Meslektaşımızın ailesine ve hukuk camiamıza başsağlığı diliyoruz.
Meslektaşımızın kamuya açık bir yerde,
polislerin olay yerine intikal etmesine rağmen eski nişanlısı tarafından
silahla katledilmesi, ülkemizde kadına yönelik şiddetin ve kadın cinayetlerinin
ne kadar rahat işlenir hale geldiğini göstermesi açısından da dehşet vericidir.
Biz hukukçular, ısrarla kadınların yaşam
hakkına yönelik sistematik hal alan kadın cinayetlerinin önlenmesi için yasaların
eksiksiz uygulanmasını; önleyici, koruyucu tedbirlerin alınmasını, toplumsal
cinsiyet eşitsizliğini ortadan kaldıracak politikaların bir an önce hayata
geçirilmesini talep ettik. Kadınların yaşam hakkının korunmasının devletin
görevi olduğunu vurgulayarak, bu sorumluluğun yerine getirilmesini istedik.
Ancak iktidar kadına yönelik şiddetle
samimi ve etkin bir mücadele yerine, tam tersine kadınların yaşam ve
özgürlüklerinin güvencesi olan İstanbul Sözleşmesi’nden imzayı çekerek kadınları
daha da korumasız bırakmıştır. Bu nedenle, öncelikle iktidarı İstanbul
Sözleşmesi’ne tekrar imza vermeye; Danıştay’ı yaşam hakkından yana bir
tutum alarak, hukuka aykırı bir şekilde
İstanbul Sözleşmesi’nden imzanın çekilmesine ilişkin işlemin iptali için açılan
davaları kabul etme yönünde karar almaya çağırıyoruz.
Kadın kazanımlarının kaybına yol açacak her türlü söylem ve yasal
düzenlemenin kadınların yaşam haklarına saldırı
oluşturduğu açıktır. Nitekim İstanbul Sözleşmesi’nden imzanın çekilmesi, 6284 sayılı
Yasa’nın etkin uygulanmaması ve nafakanın tartışılmaya açılmasının; kadının
özgür bir birey olduğunu kabul etmeyen zihniyete cesaret verdiği ve bunun
sonucunda kadına yönelik şiddet ve cinayetlerin artmasına yol açtığı aşikardır.

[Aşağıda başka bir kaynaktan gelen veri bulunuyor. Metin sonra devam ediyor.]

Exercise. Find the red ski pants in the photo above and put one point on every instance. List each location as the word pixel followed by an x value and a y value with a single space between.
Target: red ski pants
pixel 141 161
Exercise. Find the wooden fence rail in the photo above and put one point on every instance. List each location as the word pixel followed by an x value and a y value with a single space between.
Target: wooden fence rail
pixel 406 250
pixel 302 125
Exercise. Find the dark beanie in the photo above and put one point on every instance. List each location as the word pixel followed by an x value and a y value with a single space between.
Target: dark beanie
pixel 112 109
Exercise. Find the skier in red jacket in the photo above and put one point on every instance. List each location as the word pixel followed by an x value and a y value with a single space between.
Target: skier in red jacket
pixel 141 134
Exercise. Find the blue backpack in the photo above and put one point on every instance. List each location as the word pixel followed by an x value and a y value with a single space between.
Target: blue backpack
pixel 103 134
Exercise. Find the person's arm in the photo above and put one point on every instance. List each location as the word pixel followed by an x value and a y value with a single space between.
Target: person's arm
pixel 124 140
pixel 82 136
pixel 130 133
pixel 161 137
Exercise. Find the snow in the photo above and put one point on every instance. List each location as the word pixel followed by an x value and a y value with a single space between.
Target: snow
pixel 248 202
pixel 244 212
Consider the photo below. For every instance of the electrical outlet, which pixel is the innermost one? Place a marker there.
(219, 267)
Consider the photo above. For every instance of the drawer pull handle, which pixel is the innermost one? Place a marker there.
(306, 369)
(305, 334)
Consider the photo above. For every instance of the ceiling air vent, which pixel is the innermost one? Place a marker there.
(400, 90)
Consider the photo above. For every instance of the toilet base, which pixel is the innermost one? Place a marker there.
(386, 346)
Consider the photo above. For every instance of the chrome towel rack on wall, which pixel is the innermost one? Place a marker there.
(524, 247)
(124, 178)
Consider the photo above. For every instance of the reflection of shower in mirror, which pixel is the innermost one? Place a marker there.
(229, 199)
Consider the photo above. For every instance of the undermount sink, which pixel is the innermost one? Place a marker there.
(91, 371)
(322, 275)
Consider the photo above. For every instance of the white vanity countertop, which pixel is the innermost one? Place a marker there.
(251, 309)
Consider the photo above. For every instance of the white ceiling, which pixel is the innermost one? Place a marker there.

Bu nedenle bir kez daha Medeni Kanun’a ve 6284 sayılı Yasa’ya dokunulmamasının,
yasaların etkin bir şekilde uygulanmasının ve toplumsal cinsiyet eşitsizliğini
ortadan kaldıracak politikaların acilen oluşturulmasının önemini vurguluyoruz.
“Kadının İnsan Hakları” için mücadele eden
biz avukatlar ve TÜBAKKOM olarak bir kez daha kadınların yanında mücadelemizi
sürdüreceğimizi vurguluyor, meslektaşımızı katleden zanlının en ağır cezayı
alması için yasal sürecin takipçisi olacağımızı kamuoyuyla paylaşıyoruz.